The following examples require the Rosie
[python module](https://gitlab.com/rosie-community/clients/python).
Let's look at a short program that counts source lines of code in files, given
the comment start string on the command line, e.g. ```python sloc.py "#" *.py```.
```python
# sloc.py
import sys, rosie
comment_start = sys.argv[1]
engine = rosie.engine()
source_line = engine.compile('!{[:space:]* "' + comment_start + '"/$}')
def count(f):
count = 0
for line in f:
if line and source_line.match(line): count += 1
return count
for f in sys.argv[2:]:
label = f + ": " if f else ""
print(label.ljust(36) + str(count(open(f, 'r'))).rjust(4) + " non-comment, non-blank lines")
```
The pattern `source_line` in the code above is defined as "not matching
optional-whitespace followed by either a comment or the end-of-line" -- in other
words, source lines.
Perhaps a more common usage of Rosie would be to leverage libraries of RPL
patterns, such as the ones that ship with Rosie. The python code below searches
files for ipv4 addresses, and is invoked as, e.g. ```python ipv4.py test/resolv.conf```.
```python
# ipv4.py
import sys, rosie
engine = rosie.engine()
engine.import_package('net')
ipv4 = engine.compile('net.ipv4')
for f in sys.argv[1:]:
matches = ipv4.search(open(f, 'r').read())
for m in matches:
print(m)
```
## At the command line
The Rosie project provides a CLI (like Unix `grep`) and a library, `librosie`,
that can be used within programs written in Python, Go, Haskell, C, and other
languages. (See [Using Rosie from programs](Using Rosie from programs) below.)

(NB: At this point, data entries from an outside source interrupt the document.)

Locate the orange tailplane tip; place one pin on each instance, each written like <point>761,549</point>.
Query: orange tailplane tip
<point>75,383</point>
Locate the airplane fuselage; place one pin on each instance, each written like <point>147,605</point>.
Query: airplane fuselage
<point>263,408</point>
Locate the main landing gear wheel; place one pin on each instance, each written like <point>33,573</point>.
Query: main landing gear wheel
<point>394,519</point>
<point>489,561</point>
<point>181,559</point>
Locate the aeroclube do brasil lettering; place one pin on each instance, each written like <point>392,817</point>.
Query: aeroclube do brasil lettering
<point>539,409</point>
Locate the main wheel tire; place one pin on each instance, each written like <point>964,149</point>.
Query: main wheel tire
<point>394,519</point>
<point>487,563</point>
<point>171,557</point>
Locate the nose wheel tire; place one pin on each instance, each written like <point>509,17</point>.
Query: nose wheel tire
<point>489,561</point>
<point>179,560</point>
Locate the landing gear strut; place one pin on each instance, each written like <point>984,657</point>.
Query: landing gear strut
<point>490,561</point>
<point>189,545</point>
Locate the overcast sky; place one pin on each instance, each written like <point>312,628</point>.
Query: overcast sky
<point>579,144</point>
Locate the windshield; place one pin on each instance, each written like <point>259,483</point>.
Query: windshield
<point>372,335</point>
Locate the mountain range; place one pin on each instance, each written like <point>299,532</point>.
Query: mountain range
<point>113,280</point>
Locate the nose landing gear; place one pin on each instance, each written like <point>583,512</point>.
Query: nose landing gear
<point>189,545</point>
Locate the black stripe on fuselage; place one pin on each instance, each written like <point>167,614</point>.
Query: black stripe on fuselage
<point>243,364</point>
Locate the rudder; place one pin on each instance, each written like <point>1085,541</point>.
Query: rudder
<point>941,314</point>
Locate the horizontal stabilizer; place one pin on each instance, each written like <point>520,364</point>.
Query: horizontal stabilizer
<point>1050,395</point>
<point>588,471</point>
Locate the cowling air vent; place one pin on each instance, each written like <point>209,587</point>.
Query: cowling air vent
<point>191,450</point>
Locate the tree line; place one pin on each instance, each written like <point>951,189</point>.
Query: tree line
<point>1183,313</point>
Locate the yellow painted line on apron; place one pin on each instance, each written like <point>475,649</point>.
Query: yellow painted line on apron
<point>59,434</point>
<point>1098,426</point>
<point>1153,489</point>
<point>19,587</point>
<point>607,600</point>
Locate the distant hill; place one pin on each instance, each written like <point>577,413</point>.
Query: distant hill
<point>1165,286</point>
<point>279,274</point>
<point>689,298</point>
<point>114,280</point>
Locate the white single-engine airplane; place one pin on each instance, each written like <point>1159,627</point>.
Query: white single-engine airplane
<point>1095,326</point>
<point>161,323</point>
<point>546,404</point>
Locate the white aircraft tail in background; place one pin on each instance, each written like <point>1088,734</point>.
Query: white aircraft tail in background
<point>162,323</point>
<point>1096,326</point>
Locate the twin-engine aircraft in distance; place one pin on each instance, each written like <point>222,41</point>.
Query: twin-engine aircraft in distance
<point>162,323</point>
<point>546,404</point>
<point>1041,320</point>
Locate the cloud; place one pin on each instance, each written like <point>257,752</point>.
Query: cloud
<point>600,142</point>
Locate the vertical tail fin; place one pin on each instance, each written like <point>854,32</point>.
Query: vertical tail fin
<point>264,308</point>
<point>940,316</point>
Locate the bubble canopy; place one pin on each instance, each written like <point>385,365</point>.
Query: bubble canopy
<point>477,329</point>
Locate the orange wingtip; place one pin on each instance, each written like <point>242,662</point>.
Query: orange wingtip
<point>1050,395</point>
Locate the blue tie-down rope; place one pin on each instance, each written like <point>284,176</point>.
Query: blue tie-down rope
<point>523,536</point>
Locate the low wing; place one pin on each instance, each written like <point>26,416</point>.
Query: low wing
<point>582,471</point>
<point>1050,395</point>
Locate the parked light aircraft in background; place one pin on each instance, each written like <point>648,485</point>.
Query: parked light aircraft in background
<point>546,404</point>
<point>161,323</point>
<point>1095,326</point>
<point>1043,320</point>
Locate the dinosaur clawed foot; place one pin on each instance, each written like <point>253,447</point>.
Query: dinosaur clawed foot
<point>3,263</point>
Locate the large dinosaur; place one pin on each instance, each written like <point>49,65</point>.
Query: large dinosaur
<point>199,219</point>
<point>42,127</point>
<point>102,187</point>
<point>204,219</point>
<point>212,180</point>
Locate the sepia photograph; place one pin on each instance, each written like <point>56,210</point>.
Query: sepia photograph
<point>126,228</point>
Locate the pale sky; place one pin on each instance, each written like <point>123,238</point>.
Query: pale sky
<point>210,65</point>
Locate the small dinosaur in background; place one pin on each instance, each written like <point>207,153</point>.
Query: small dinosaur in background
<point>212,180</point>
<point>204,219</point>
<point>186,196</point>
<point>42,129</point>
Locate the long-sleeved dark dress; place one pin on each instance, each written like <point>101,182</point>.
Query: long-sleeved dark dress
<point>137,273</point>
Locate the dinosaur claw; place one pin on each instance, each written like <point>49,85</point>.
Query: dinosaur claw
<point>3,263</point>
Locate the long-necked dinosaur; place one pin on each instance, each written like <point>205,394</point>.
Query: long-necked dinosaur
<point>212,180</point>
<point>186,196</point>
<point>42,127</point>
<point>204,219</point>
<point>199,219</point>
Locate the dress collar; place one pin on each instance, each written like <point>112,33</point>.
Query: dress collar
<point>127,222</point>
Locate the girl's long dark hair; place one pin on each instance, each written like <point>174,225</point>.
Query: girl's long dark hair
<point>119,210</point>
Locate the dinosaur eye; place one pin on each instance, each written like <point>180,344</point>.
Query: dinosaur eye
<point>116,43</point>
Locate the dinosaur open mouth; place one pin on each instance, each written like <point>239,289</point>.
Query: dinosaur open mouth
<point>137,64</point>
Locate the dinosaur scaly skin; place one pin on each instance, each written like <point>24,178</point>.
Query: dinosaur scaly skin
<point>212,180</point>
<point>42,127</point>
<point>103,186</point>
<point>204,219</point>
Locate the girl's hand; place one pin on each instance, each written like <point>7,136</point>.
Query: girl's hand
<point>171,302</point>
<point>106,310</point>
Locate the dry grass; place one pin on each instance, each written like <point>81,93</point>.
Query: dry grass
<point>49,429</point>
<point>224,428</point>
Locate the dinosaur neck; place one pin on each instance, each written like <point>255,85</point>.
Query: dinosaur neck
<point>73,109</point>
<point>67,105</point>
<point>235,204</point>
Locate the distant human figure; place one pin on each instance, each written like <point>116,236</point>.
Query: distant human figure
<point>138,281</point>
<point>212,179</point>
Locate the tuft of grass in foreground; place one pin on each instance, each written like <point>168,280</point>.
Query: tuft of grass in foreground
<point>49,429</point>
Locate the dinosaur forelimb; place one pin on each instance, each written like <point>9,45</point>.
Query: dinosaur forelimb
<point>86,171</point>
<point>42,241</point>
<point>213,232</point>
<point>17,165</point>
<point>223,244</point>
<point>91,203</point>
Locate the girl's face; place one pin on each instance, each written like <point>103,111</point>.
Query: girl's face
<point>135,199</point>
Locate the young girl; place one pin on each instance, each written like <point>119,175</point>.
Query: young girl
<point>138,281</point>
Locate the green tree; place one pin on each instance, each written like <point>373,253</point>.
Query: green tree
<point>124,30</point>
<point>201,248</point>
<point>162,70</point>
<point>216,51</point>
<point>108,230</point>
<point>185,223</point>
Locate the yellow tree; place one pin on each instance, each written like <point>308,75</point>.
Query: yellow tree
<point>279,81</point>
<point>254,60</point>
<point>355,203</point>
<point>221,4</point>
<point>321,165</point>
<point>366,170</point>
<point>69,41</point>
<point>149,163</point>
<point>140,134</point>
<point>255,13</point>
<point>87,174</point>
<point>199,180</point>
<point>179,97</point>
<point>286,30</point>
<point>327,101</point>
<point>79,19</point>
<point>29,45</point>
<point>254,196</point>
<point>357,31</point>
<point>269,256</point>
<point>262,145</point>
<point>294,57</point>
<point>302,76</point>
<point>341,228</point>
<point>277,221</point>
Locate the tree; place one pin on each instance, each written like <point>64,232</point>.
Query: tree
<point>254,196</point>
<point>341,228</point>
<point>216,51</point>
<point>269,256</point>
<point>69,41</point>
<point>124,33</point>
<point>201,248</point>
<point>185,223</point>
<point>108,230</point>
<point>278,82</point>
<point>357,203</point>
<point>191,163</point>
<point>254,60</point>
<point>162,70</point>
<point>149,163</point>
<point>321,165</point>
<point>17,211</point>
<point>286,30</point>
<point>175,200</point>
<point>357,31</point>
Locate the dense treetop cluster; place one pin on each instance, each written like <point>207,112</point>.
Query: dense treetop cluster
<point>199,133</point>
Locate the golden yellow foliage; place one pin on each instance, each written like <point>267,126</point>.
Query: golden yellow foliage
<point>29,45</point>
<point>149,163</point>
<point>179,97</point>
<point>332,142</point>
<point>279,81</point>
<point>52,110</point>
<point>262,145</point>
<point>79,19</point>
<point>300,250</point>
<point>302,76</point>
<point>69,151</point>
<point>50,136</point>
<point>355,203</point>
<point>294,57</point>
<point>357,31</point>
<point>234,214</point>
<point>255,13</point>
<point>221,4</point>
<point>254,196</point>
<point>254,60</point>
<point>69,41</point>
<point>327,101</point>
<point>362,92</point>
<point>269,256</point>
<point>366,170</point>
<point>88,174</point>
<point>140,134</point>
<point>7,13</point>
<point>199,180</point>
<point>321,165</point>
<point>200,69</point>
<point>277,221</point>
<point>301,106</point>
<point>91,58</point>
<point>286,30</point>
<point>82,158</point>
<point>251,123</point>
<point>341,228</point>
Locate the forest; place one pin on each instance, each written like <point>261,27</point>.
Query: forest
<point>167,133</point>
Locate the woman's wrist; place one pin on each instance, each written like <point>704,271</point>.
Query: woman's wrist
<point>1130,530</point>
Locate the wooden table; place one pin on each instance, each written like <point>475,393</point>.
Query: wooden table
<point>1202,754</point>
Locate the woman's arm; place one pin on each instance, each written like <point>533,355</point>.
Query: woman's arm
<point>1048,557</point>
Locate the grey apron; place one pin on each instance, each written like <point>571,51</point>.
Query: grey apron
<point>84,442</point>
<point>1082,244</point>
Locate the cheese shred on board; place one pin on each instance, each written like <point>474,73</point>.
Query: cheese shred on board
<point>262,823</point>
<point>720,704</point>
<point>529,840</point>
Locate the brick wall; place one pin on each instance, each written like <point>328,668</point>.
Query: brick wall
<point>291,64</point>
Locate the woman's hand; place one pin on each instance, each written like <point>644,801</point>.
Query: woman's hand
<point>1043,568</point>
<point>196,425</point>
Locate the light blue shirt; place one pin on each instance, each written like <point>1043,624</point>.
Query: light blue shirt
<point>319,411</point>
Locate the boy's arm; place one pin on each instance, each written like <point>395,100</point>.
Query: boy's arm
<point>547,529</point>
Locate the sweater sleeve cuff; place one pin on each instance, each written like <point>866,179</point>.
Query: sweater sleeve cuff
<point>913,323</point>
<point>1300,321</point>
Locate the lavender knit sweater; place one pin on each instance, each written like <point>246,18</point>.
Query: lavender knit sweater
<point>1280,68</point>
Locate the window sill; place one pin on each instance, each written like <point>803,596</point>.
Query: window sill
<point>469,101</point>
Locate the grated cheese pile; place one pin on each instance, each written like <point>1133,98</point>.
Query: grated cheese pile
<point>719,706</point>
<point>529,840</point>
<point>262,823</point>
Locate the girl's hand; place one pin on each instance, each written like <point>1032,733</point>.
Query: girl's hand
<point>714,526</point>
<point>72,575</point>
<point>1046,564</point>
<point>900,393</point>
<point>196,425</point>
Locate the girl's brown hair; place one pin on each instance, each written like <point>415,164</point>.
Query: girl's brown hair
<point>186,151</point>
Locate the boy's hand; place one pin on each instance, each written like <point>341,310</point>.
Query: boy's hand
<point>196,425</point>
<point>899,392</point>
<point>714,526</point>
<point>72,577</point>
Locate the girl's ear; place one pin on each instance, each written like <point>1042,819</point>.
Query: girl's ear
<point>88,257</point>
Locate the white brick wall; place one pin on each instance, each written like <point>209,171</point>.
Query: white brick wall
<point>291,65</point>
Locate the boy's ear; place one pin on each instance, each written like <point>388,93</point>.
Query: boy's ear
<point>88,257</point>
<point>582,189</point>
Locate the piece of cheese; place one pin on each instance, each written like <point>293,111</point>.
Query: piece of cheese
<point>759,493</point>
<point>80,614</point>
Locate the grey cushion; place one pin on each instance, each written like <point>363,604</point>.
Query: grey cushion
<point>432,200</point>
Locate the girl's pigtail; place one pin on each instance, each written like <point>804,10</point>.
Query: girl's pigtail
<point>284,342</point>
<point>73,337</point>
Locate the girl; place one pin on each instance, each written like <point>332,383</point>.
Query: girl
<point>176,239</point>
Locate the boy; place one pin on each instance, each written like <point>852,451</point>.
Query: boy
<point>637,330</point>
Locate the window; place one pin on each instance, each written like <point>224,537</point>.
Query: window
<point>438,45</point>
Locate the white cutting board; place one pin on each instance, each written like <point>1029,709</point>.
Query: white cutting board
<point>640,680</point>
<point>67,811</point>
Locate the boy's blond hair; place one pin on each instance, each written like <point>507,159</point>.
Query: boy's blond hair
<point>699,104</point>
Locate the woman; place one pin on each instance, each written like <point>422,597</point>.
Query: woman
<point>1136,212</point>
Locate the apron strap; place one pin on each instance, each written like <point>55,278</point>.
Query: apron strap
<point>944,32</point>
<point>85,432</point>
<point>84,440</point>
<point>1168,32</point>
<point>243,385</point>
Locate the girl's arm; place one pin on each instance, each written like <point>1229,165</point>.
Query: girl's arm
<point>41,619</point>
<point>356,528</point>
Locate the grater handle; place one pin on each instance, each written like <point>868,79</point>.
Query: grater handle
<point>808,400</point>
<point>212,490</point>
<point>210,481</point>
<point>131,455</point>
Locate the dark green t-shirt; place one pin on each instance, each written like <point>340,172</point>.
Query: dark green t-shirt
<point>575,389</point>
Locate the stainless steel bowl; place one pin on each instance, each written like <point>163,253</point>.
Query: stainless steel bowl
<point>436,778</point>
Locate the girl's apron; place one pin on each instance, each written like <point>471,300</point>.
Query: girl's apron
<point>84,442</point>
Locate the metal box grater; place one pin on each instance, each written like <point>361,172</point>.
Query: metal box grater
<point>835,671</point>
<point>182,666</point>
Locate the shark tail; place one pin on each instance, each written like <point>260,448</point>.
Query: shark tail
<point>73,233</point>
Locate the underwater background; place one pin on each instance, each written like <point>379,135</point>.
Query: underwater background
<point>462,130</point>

Using RPL is like being able to name regex and reuse them to build larger expressions:
<table>
<tr><td><code> h = [:xdigit:] </code> </td><td> declares <code>h</code> to match a hex digit </td></tr>
<tr><td><code> h+ </code> </td><td> matches a sequence of 1 or more hex digits </td></tr>
<tr><td><code> o = { [01] [0-7]{2} } </code> </td><td> declares <code>o</code> to match an octet </td></tr>
<tr><td><code> { h{2} o } </code> </td><td> matches 2 hex digits then an octet, with no whitespace between them </td></tr>
<tr><td><code> h{2} o </code> </td><td> will match 2 hex digits, whitespace, then an octet (no braces means match as separate tokens) </td></tr>
<tr><td><code> h{2} / o </code> </td><td> will match 2 hex digits OR an octet </td></tr>
</table>
By default, Rosie will highlight matches in bold or in color:
![](images/readme-fig1.png)
In the screen capture above, the pattern `h{2} / o` matched only the first two characters of
the input "177". The ability to output json (pretty-printed) helps us
understand why: the digits "17" are also hex digits!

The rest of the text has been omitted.